The only real change I made in the recipe was that I used white cornmeal instead of yellow, or polenta. I had white cornmeal on hand and have used it before for cakes, so I was curious to see if using it would make much of a difference in this recipe. I think my cake probably had a finer texture than one made with yellow cornmeal, but it still had a nice “cornmeal” crunch to it.

I think I will probably make this cake again sometime, but play around with the recipe some more – although I love all of the basic components: honey, cornmeal, ricotta, and figs.


Filed under honey cakes, ricotta, Tuesday with Dorie

Tuesdays with Dorie: Marshmallows

My first Tuesdays with Dorie post!

The recipe for the week was marshmallows. I made them several years ago, and at that time I was surprised at how easy they were to make and how well they turned out. This time, things didn’t go as smoothly.


Sunday, the day that I had set aside to make the recipe, was chilly and rainy in Seattle – quite a contrast to Saturday’s warm, sunny weather. (We do get the odd tease of summer weather in April here in the Pacific Northwest.) So much for keeping the marshmallows cool AND dry. It’s amazing that they turned out as well as they did, actually. I was a bit distracted as we’re trying to fix up our basement, and several times I was called to run downstairs to hold a piece of plywood that Mark was sawing, or drill screws into a piece of pegboard. I ended up overbeating the egg whites, but I went ahead and beat the sugar syrup and gelatin into them and they looked fine. When I laid the mixture out on the baking tray, though, I had a bit of trouble smoothing it and keeping it level to one inch. The result was less-than-lovely, unevenly sized marshmallows. Unlike the beautiful ones pictured in Dorie’s book, mine were brutti ma buoni – ugly but good.



The best part was playing around with different coatings for the plain vanilla marshmallows. I decided to divide the batch of cut marshmallows into thirds, with a different coating for each. I toasted some coconut for one.



I grated nutmeg into some powdered sugar for another.



I had some dark cocoa I thought would make a nice contrast with the white marshmallows, so I mixed some of that with some cinnamon and espresso powder, like one of Dorie’s “playing around” flavorings.





Mark emerged from the basement to ohh and ahh and gobble a coconut-coated marshmallow. I took the rest to work yesterday and they were a big hit. People were amazed by the seeming alchemy of it. “You made marshmallows!?!”




   I have to miss next week’s carrot cake recipe, but I’m looking forward to whatever comes after that.

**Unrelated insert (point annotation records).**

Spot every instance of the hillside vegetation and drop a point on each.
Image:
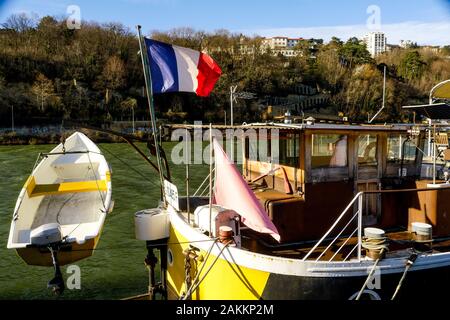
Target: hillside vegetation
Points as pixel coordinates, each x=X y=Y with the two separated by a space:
x=49 y=73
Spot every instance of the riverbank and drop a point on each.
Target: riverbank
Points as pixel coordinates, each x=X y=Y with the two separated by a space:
x=13 y=139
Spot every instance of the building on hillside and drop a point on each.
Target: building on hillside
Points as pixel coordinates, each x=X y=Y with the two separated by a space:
x=405 y=44
x=375 y=42
x=281 y=45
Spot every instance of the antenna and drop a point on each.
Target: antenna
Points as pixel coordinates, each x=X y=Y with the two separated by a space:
x=384 y=95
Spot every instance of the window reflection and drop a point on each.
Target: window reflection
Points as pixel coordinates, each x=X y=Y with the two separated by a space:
x=367 y=149
x=329 y=150
x=399 y=145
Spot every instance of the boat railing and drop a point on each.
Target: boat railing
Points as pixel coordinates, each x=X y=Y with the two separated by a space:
x=203 y=187
x=358 y=198
x=356 y=217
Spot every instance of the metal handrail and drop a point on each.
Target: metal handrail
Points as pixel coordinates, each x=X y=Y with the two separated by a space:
x=336 y=222
x=201 y=185
x=358 y=215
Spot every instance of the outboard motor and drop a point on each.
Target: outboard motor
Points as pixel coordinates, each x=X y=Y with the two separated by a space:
x=50 y=236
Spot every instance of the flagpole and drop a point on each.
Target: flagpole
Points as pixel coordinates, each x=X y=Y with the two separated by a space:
x=149 y=90
x=210 y=178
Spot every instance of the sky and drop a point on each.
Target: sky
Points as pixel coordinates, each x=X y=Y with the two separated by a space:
x=426 y=22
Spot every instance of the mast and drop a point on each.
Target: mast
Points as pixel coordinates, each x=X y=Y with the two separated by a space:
x=149 y=90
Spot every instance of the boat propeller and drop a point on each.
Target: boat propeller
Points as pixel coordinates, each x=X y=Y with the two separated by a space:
x=57 y=283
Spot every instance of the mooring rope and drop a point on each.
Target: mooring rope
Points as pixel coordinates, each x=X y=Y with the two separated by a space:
x=412 y=258
x=370 y=274
x=196 y=285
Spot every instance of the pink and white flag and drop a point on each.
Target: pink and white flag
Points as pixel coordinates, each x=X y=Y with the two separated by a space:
x=232 y=192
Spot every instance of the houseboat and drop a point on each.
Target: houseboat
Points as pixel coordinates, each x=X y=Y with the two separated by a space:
x=356 y=215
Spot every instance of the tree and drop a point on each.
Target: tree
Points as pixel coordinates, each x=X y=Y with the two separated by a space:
x=412 y=65
x=354 y=52
x=19 y=22
x=43 y=89
x=446 y=50
x=113 y=76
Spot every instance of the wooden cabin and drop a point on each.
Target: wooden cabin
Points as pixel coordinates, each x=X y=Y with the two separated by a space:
x=323 y=166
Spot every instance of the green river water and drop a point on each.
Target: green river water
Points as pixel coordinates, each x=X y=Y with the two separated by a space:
x=116 y=270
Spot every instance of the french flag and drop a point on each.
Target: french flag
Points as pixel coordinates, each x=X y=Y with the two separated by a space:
x=175 y=69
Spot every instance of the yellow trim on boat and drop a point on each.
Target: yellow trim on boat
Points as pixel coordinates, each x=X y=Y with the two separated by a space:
x=35 y=190
x=29 y=185
x=226 y=280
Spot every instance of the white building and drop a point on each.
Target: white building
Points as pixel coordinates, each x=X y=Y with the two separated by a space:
x=406 y=44
x=283 y=45
x=375 y=42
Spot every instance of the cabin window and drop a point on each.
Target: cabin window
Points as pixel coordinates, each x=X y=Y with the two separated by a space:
x=329 y=150
x=399 y=145
x=367 y=150
x=289 y=150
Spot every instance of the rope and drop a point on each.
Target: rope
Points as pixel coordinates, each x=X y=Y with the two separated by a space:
x=412 y=258
x=207 y=271
x=375 y=244
x=96 y=182
x=149 y=246
x=189 y=288
x=130 y=167
x=370 y=274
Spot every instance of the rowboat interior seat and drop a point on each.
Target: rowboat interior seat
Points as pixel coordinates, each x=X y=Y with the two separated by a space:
x=72 y=166
x=46 y=234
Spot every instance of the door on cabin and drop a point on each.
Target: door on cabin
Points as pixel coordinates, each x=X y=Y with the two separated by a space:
x=367 y=175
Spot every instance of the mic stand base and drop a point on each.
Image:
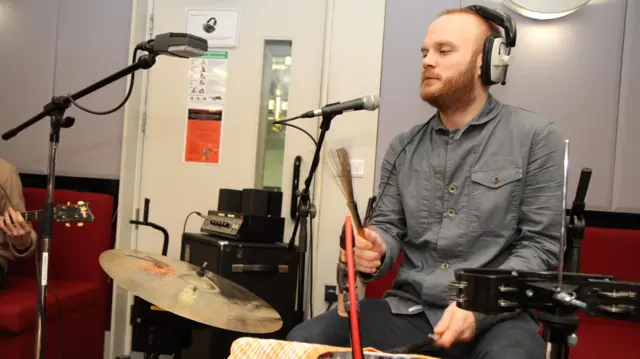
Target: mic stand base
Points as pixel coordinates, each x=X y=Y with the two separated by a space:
x=46 y=226
x=55 y=110
x=559 y=333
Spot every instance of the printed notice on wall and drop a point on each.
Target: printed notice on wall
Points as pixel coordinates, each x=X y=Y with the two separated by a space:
x=205 y=107
x=204 y=135
x=218 y=26
x=208 y=79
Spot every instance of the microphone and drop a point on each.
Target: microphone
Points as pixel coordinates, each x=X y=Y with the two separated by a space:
x=368 y=102
x=176 y=44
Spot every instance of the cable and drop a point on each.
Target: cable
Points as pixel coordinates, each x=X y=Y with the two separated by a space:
x=126 y=98
x=310 y=267
x=290 y=119
x=298 y=128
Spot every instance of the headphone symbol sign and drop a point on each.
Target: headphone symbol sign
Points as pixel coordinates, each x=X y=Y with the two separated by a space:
x=210 y=25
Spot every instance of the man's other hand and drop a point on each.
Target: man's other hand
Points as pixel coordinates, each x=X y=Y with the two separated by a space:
x=17 y=229
x=456 y=325
x=369 y=251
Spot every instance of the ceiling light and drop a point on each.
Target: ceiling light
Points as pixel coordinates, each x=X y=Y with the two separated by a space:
x=545 y=9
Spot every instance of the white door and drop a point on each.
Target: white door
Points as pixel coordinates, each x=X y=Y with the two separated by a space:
x=274 y=71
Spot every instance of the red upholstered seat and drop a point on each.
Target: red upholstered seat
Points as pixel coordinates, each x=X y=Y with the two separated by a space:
x=18 y=302
x=75 y=277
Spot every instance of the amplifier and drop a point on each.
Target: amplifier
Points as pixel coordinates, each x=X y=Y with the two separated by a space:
x=248 y=228
x=269 y=270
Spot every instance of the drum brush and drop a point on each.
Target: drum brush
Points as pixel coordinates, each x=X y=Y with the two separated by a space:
x=340 y=164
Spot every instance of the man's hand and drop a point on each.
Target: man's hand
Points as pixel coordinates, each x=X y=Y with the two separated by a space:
x=17 y=229
x=456 y=325
x=369 y=251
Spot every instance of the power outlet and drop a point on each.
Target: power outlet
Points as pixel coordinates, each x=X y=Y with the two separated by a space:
x=330 y=293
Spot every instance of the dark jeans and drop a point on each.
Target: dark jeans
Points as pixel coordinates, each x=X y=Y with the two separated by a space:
x=383 y=330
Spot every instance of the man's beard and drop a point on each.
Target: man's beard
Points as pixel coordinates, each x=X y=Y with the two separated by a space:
x=454 y=93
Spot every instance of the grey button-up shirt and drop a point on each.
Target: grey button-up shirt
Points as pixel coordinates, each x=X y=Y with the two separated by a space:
x=486 y=195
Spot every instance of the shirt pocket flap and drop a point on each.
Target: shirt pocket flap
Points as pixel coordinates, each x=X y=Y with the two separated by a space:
x=496 y=178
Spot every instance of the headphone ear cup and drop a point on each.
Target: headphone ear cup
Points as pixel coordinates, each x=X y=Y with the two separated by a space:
x=487 y=51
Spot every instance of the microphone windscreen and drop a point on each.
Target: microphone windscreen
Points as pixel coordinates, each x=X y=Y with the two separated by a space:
x=371 y=102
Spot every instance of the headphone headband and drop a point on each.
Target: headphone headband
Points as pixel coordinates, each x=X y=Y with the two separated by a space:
x=499 y=18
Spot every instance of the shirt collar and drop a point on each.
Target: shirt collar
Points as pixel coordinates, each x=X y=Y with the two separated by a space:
x=490 y=110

Filed under marshmallows, Tuesday with Dorie

Welcome to Bismarck’s Favorite

I have loved to bake for as long as I can remember, and I never seem to have enough time to do it. When I received Dorie Greenspan’s Baking from My Home to Yours last Christmas, I immediately wanted to bake my way right through it. Then I stumbled on Tuesdays with Dorie and found kindred spirits.

This is the first time I have tried writing a blog, so bear with me. I named it after my beloved cat Bismarck, who loved baked goods and was my biggest critic. I always thought that if I ever opened a bakery, I would name it after him.